Why top secret in Spain is forever

Historians are calling on the government to change the way it deals with classified material Documents remain under lock and key indefinitely, until the authorities decide to release them

Tereixa Constenla
This image from 1958 shows a Spanish amphibious craft unloading supplies during the Ifni War.
This image from 1958 shows a Spanish amphibious craft unloading supplies during the Ifni War.EFE

British historians have had their chance to stick their noses into what were once the most top secret records from the Falklands War (1982). The latest disclosure was a ream of private papers kept by the recently deceased former prime minister, Margaret Thatcher, which reveals dissent among Conservatives over the war. But Spanish historians are not allowed the slightest peek at documents pertaining to significantly older military conflicts, such as the Ifni conflict (1957-58) or the Spanish Civil War (1936-39). All this classified information is still kept under lock and key in military archives, where access is intermittent and arbitrary.

Former Defense Minister Carme Chacón, of the Socialist Party, tried to partly redress this lack of transparency by proposing to declassify 10,000 records of events that took place between 1936 and 1968, and which no longer posed a threat to the security of the state. These included documents about concentration camps and work battalions created by the Franco regime right after winning the Civil War; government policy on the Spanish protectorate in Morocco; projects for weapons manufacturing prior to 1968; operations in the former Spanish province of Sidi Ifni in North Africa; and finding crews for Italian and German war ships at Spanish ports during WWII.

But her initiative never reached the Cabinet. General elections held in November 2011 handed power over to the conservative Popular Party (PP), although sources in the former Defense Ministry team say that "internal work was already completed" before that, and that the delay getting the project approved was just a problem of "scheduling."

This timid attempt at greater historical transparency dissolved completely under the current Popular Party government.

Historians' requests for information always run into a wall of official secrecy

"The new [defense] minister, Pedro Morenés, did not take too much time to decide that if the Socialist Party had not considered it opportune to declassify the material, then it would not be him who did so," says Francisco Espinosa, one of three historians (the other two are Mirta Núñez Díaz-Balart and Manuel Álvaro Núñez) who requested access to all this information in June 2012.

Their petition was backed by around 100 other historians and jurists, including Paul Preston, the British hispanist.

The bureaucratic exchange between the Defense Ministry and the historians - who were being counseled by Eva Moraga, a lawyer specializing in freedom of information requests - ended early this year with an official refusal to release the material, which the scholars argued was necessary to their research on 20th-century Spanish history. An appeal is still possible, but the historians are not sure they will go ahead with it right now.

"We'll have to get together and see what's to be done now, because it's unbelievable that they should be reticent about letting us investigate certain areas," says Mirta Núñez, director of the Historical Memory Chair at Complutense University.

Classified material

- Clandestine activities and broadcasting by Radio España Independiente (1946-68).

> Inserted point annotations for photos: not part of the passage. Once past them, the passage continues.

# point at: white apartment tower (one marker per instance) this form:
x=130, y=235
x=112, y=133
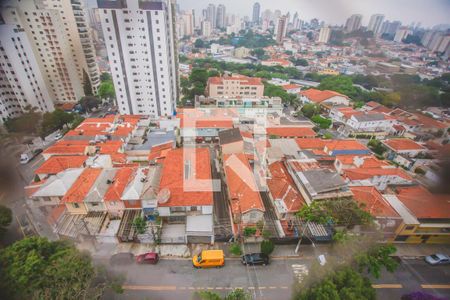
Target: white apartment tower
x=57, y=33
x=375, y=24
x=353, y=23
x=140, y=41
x=21, y=82
x=324, y=35
x=281, y=29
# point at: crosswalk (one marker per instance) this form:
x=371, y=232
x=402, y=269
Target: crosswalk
x=300, y=271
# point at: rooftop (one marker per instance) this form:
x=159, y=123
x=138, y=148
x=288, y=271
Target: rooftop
x=187, y=175
x=242, y=187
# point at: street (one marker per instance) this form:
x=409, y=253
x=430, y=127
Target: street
x=177, y=279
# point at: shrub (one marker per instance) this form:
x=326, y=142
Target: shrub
x=235, y=249
x=419, y=171
x=249, y=231
x=267, y=247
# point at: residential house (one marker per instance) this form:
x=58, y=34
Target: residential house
x=235, y=86
x=378, y=177
x=425, y=215
x=326, y=97
x=57, y=164
x=231, y=141
x=246, y=203
x=74, y=198
x=186, y=196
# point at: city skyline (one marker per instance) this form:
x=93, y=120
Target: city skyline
x=338, y=11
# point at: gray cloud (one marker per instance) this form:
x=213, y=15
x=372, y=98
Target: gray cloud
x=428, y=12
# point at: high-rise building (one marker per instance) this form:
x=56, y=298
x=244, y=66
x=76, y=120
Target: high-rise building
x=22, y=84
x=375, y=24
x=211, y=15
x=256, y=13
x=140, y=41
x=58, y=34
x=401, y=34
x=353, y=23
x=280, y=29
x=206, y=28
x=220, y=18
x=324, y=35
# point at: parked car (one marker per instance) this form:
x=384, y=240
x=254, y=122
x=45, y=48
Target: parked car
x=438, y=259
x=58, y=136
x=27, y=156
x=209, y=259
x=124, y=258
x=255, y=259
x=147, y=258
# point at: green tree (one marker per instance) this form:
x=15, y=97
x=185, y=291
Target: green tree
x=35, y=268
x=267, y=247
x=341, y=84
x=310, y=109
x=89, y=102
x=199, y=43
x=5, y=218
x=87, y=87
x=106, y=90
x=377, y=258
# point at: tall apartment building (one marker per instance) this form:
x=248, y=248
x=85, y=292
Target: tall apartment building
x=21, y=82
x=59, y=38
x=220, y=17
x=235, y=86
x=280, y=29
x=353, y=23
x=206, y=28
x=140, y=41
x=375, y=24
x=324, y=35
x=256, y=13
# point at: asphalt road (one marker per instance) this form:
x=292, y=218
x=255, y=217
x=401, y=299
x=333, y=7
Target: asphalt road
x=177, y=279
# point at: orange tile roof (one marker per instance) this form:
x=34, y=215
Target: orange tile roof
x=361, y=173
x=282, y=186
x=373, y=201
x=320, y=96
x=403, y=144
x=121, y=179
x=241, y=184
x=345, y=145
x=56, y=164
x=423, y=204
x=244, y=80
x=196, y=190
x=291, y=131
x=312, y=143
x=81, y=186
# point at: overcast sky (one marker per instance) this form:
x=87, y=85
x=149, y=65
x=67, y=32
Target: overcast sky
x=428, y=12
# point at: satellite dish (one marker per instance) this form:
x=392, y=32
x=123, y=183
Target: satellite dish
x=163, y=196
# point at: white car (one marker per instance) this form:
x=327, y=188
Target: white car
x=437, y=259
x=58, y=136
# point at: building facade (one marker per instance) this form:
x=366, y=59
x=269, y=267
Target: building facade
x=140, y=40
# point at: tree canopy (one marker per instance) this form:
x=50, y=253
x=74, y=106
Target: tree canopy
x=35, y=268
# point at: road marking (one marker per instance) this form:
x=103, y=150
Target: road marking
x=150, y=287
x=300, y=271
x=435, y=286
x=387, y=286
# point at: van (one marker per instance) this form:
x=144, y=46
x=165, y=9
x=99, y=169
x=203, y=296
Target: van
x=209, y=259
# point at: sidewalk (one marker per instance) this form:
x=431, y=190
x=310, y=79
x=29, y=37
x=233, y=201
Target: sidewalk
x=181, y=251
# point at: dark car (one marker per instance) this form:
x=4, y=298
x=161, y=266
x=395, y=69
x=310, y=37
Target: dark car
x=255, y=259
x=148, y=258
x=125, y=258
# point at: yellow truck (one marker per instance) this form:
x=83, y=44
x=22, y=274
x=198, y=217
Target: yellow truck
x=209, y=259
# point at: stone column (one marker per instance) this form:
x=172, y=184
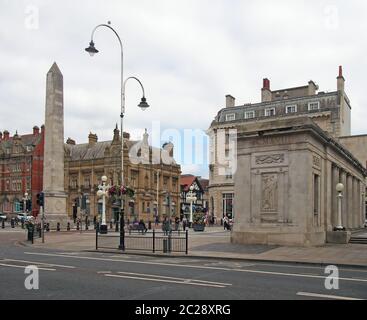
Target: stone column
x=362, y=195
x=335, y=181
x=343, y=180
x=356, y=205
x=53, y=171
x=328, y=196
x=349, y=198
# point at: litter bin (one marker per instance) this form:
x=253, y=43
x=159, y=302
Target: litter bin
x=165, y=245
x=30, y=228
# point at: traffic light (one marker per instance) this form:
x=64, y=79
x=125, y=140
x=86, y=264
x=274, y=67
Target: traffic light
x=40, y=199
x=29, y=205
x=84, y=202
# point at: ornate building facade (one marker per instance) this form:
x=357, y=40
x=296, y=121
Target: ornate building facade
x=21, y=169
x=260, y=151
x=151, y=180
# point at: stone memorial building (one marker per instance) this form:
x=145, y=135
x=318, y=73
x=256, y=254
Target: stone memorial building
x=281, y=159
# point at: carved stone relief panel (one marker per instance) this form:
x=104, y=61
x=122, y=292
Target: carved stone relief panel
x=269, y=192
x=269, y=159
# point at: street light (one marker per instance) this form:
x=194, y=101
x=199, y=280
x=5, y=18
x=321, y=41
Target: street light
x=191, y=197
x=143, y=105
x=25, y=200
x=102, y=192
x=339, y=189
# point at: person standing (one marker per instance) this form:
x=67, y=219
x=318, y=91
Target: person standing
x=184, y=223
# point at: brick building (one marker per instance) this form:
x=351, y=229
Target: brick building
x=21, y=169
x=86, y=163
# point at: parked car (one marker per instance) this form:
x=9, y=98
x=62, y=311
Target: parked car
x=23, y=217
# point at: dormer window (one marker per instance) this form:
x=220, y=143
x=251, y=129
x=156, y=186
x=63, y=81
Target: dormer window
x=250, y=114
x=269, y=112
x=313, y=105
x=230, y=117
x=291, y=109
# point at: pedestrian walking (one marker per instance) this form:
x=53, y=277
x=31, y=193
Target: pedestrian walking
x=184, y=223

- Repatriation and discharge of expeditionary units in the former Spanish provinces of Ifni and Sahara (1939-1955).

- Contingency plans to deal with potential threats to national defense (1939-55).

- Crews for Italian and German war ships at Spanish ports (1940-46).

- Delivery of materials for the construction of planes by the US (1955).

- Organization and deployment of troops during the Spanish Civil War (1937-39).

The government is defending itself by claiming that, in the first place, there was never a report in favor of declassifying information under former minister Chacón: "There was no formalized exteriorization by the successive ministry heads of any proposal, report or resolution aimed at obtaining Cabinet approval for the declassification of documents pertaining to the indicated period," according to the ministry. In simpler words: there was never a proposal at all, even though EL PAÍS reported on the Defense Ministry's decision back in December 2011.

The Official Secrets Law, which dates back to 1968, has an anomalous effect compared with similar legislation in other Western countries: when a document is classified in Spain, it remains that way forever, unless the government specifically orders its release. (In fact, the law says this order must be given by the Junta of the Joint Chiefs of Staff, a body that no longer even exists, since the law predates democracy in Spain).

Scholars of contemporary history thus have a limited field in which to conduct their research, since their requests for information always run into a wall of official secrecy. In practice, access to sensitive information inside the military archives often depends on the arbitrary decisions of their managers.

Lawyer Eva Moraga believes that the law should establish a time limit for a document to remain classified. "It cannot be forever; if the government in power does not decide to declassify it, then the document will never see the light," she says. Moraga also believes that material still within the legal timeframe should nevertheless be accessible "if there is a greater public interest in disseminating it."

The Defense Ministry always tends to maintain an "opaque" stand on the issue, regardless of the minister's political color, this legal specialist notes. "They feel that requests affect the ministry, and thus national security."